Reviewer Dr. Wesley Britton: Dr. Britton is the author of four non-fiction books on espionage in literature and the media. Starting in fall 2015, his new six-book science fiction series, The Beta-Earth Chronicles, debuted via BearManor Media. For seven years, he was co-host of online radio’s Dave White Presents where he contributed interviews with a host of entertainment insiders. Before his retirement in 2016, Dr. Britton taught English at Harrisburg Area Community College. Learn more about Dr. Britton at his WEBSITE

 
By Dr. Wesley Britton
Published on July 19, 2017
 

Author: Marc Cushman

Publisher: Jacob Brown Media Group; 1 edition (August 1, 2016)

ISBN-10: 0692750185

ISBN-13: 978-0692750186


Author: Marc Cushman

Publisher: Jacob Brown Media Group; 1 edition (August 1, 2016)

ISBN-10: 0692750185

ISBN-13: 978-0692750186

Once again, media historian Marc Cushman pulls out his magnifying glass   to explore a television classic just like he did with I Spy and his definitive three volume These Are the Voyages tomes on the original Star Trek. 

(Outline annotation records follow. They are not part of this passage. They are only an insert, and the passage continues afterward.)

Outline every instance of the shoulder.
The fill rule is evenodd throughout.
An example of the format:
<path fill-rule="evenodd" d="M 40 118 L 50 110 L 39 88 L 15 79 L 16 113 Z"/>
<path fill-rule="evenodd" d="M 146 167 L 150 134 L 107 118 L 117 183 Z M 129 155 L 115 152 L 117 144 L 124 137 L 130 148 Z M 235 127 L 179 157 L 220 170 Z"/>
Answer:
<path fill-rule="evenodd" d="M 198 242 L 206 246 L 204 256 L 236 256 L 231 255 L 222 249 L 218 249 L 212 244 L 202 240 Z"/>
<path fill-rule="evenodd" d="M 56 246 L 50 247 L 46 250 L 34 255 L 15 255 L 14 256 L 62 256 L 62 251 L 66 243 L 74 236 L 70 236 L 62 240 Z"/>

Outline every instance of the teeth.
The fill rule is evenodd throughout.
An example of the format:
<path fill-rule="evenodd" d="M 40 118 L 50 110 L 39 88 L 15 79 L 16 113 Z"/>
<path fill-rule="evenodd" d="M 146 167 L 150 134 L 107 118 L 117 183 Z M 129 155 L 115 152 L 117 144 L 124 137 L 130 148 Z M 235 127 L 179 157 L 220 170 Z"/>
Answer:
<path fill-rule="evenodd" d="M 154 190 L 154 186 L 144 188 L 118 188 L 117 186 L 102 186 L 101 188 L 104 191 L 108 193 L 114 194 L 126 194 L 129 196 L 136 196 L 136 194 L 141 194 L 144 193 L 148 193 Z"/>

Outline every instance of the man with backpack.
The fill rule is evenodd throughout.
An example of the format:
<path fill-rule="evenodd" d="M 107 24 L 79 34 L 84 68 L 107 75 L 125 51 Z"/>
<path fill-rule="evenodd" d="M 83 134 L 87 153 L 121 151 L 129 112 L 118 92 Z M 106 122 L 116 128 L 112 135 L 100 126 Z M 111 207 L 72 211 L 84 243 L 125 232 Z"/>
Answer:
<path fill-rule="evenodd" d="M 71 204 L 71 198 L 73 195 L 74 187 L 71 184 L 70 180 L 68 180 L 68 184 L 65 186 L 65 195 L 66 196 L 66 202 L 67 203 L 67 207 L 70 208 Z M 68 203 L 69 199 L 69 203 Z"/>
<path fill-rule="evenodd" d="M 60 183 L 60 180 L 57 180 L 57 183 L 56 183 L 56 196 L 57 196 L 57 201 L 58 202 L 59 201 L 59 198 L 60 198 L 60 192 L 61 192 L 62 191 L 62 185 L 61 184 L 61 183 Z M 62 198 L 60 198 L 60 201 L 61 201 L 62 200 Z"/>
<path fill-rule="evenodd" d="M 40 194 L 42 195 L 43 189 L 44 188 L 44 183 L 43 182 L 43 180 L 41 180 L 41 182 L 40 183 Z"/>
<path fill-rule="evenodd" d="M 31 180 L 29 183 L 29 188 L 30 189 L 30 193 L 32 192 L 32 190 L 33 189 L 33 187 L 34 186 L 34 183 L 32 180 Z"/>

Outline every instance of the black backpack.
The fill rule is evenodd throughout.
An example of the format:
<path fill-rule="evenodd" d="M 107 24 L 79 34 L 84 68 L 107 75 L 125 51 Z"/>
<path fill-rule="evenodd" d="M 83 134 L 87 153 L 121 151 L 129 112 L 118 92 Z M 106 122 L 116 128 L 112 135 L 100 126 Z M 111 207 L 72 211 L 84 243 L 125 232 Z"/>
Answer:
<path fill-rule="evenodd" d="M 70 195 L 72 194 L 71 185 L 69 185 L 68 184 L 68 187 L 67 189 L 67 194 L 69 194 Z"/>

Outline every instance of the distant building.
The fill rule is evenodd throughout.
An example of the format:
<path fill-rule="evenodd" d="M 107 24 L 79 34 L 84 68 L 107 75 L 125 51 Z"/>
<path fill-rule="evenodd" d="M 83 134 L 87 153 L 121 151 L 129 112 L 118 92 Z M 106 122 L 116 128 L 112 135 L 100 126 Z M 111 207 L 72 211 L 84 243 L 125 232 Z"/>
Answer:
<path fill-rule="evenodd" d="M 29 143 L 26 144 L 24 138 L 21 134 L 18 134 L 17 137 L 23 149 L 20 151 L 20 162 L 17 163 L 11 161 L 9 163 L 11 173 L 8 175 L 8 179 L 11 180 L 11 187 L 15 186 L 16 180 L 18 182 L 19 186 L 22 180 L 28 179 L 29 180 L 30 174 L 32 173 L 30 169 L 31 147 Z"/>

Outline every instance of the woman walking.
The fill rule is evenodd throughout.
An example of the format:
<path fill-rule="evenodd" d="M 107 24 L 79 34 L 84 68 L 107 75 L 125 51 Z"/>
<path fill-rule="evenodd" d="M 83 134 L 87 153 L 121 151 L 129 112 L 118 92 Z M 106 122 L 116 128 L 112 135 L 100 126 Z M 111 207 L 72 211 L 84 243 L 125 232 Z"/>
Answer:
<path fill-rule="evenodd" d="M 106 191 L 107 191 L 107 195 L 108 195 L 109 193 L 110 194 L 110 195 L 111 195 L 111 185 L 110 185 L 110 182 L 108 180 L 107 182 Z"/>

Once again, Cushman doesn’t leave the smallest of stones unturned. He begins his exhaustive book by fleshing out the pre-Lost in Space career of producer/ director Irwin Allen, most notably his films released throughout the 1950s. One spotlighted film, naturally, is Voyage to the Bottom of the Sea which Allen re-imagined into his first sci fi television series. Of course, Cushman gives each of the main stars of Lost in Space the same in-depth treatment, as when he offers a detailed history of June Lockhart’s years on Lassie and an even more detailed review of Guy Williams tenure as Zorro, including the ratings numbers for the show’s run, comparing it to its competition on other networks.

Cushman demonstrates how workaholic Allen saw himself as a P.T. Barnum figure who offered escapist sci fi full of action and spectacle without the more cerebral tones of The Twilight Zone, The Outer Limits, or Star Trek.  Still, many of Lost in Space’s better episodes bordered on being morality tales or fables. When Cushman dives into his title subject, the minutia continues when he provides a day-by-day history of the show’s pre-production, filming, and post-production. He provides the contributions of each director, writer, and many of the guest stars. He shares the cost for each episode, including the overruns. He presents the often bizarre notes from network censors. It’s hard to believe that, in those days, the thought of two adults, even a married couple, showing more than casual affection on television could arouse fears in the CBS Standards and Practices office that children could be disturbed by any such displays. In fact, the Standards censors seemed preoccupied with anything and everything that might disturb a child. 

Cushman provides no shortage of announcements and commentary culled from trade periodicals, especially Variety, and a wealth of reviews from national newspapers.   Week by week, we see how Lost in Space fared against its competition during its first year, which was ABC’s The Adventures of Ozzie and Harriet and  The Patty Duke Show   and NBC’s The Virginian. That was until a little hit called Batman took over the Nelson family’s ABC time slot at 7:30 on Wednesdays.

But the book is far more than a compilation and synthesis of documents and figures. We also get insights into the creative process, as in showing how actor Jonathan Harris, who played evil Doctor Zachary Smith,    helped altar and shape his dialogue in the show as well as adding a needed comic dimension to his character. 

 
Clearly, only a diehard fan base will want to read this Authorized Biography from cover to cover.           Other readers, such as TV sci fi fans or those curious about television history or production, would likely enjoy skimming through the sections that focus on discussions of their area of interest.    All libraries should absolutely shelve this book. All readers should enjoy the bounty of photographs that, on their own, make the book worth the price of admission. And this is but volume one—the first of three.